Today in floor debate in the Montana House of Representatives, a bill was presented that proposes a last-in-time, first-in-right model for the energy industry that produces coal bed methane (CBM), natural gas. There are a number of critically bad proposals in this bill: it gives the Board of Oil and Gas, which grants drilling permits, not water rights, jurisdiction over water; in one part it restricts any release to surface water but in another, it grants release to surface water; and it grants temporary permits through which entire subsurface aquifers may be dewatered by CBM operators. The bill was heard by the House Agriculture committee last week, but usually, energy- or water rights-related bills are heard by our Energy or Natural Resources committees. This one went to Ag.
CBM works by pumping up water from underground aquifers, which decreases the pressure underground in strata where the natural gas is held. Once the water is pumped off, the gas can be pumped out, but the water is not replaced, and any other wells drilled into that aquifer, for irrigation or stock water or domestic water, are then without the water. There have been efforts to require industry to recharge (refill) the aquifers by holding the water they pump up and requiring that they then pump it back in, but those efforts have failed. Industry says it’s too expensive and troublesome. I think having other water users’ water pumped off is troublesome. Additionally, CBM water is almost always highly salinated and highly mineralized, making it bad for irrigating, and bad for surface waters. Montana is in legal action against the State of Wyoming because of that state’s discharge into the Powder and Tongue Rivers, which run north into Montana; because of Wyoming’s CBM surface water discharges, the saline and mineral levels in those rivers are off the charts, furthering compromising our water users’ uses.
Judge Honzel issued an opinion that restricts the use of CBM water per our state laws.
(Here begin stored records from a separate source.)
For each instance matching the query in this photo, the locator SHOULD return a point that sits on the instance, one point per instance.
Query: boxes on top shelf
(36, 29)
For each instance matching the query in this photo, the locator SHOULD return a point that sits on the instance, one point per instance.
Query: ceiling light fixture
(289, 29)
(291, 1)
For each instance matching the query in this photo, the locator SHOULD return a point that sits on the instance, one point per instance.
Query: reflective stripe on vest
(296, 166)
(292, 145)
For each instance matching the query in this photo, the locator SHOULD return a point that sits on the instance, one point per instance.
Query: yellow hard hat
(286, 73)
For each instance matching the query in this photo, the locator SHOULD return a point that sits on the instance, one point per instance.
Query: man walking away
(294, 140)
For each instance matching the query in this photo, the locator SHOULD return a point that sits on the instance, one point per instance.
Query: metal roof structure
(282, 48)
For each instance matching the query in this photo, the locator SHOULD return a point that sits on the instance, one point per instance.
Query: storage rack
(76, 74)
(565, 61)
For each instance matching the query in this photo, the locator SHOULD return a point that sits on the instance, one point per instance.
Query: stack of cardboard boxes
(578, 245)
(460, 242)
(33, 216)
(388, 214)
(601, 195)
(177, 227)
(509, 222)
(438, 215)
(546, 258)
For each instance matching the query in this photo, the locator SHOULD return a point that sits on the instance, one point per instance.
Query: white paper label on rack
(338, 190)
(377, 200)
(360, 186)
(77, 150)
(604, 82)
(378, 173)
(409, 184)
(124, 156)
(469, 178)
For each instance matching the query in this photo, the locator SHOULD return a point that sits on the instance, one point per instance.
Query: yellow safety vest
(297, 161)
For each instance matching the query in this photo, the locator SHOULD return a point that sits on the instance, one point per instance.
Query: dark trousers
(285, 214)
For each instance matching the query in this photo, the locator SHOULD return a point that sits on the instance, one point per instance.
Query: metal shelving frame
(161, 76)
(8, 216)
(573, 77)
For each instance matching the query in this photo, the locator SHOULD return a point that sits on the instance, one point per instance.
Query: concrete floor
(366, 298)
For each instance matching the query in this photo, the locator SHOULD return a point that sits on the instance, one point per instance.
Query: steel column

That was the right call, both for the beneficial use versus the wasting of water, prohibited in Montana, and to protect our senior water rights holders. This bill proposes to absolutely twist our water rights statutes and the prior appropriations doctrine, all for one use, for one industry, for a short-term gain.
The bill is also a sham: its number is HB575, but it’s not that bill. The House Agriculture committee heard and considered HB575 and that bill did not pass committee. Then an amendment came forth that replaced all language and all sections of HB575 with language from HB505, from a Senate sponsor, and for the first time ever, I’ve seen this language:
(Refer to Introduced Bill)
Strike everything after the enacting clause and insert:
This is abhorrent.
I voted against the bill, but it passed with a 59-41 vote. An amendment proposed by Rep. David Roundstone failed, which would have required the Board of Oil and Gas to certify that any withdrawal of water does not adversely affect senior water rights holders. The amendment failed.